NEW YORK (dpa-AFX) – The US stock market is also likely to defy the economic burdens caused by the war in Ukraine and the tightening of US monetary policy on Tuesday. The fact that the oil price rally has at least taken a break provides some relief. Broker IG appraises the Dow Jones Industrial around an hour before the start of trading to 34,684 points and thus around 0.38 percent above the previous day’s close. The tech-heavy select index Nasdaq 100 is expected to be hardly changed at 14,380 points.

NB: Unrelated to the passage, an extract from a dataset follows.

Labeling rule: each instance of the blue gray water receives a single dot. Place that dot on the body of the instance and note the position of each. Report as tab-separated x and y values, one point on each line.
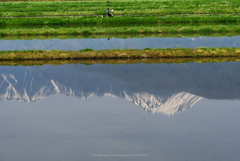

At the start of the week, Wall Street largely defied statements by US Federal Reserve Chairman Jerome Powell that interest rates might be tighter than previously expected. In view of the “much too high” inflation rate, Powell had brought up the possibility of faster increases in the key interest rate. The Fed could also hike interest rates by more than 0.25 percentage points at upcoming meetings of the Federal Reserve Board if needed.

“Confidence in the Fed still prevails among equity investors,” said fund manager Thomas Altmann from asset manager QC Partners. Here everyone assumed that the Fed would only raise the key interest rate so much that it would not harm the economy.

Analyst Jeffrey Halley from broker Oanda warns against being too careless. In addition to the interest rate hikes, he refers to the Fed’s considerations of reducing the balance sheet, which has been swollen as a result of the Corona aid programs, which would roughly correspond to a further interest rate hike. This raises the question of whether the Fed’s growth forecasts for the economy in this environment are correct. The abrupt shift from loose to tight monetary policy as the Ukraine war sends another costly wave of inflation across the world does not inspire confidence. At the same time, an end to the war is not in sight.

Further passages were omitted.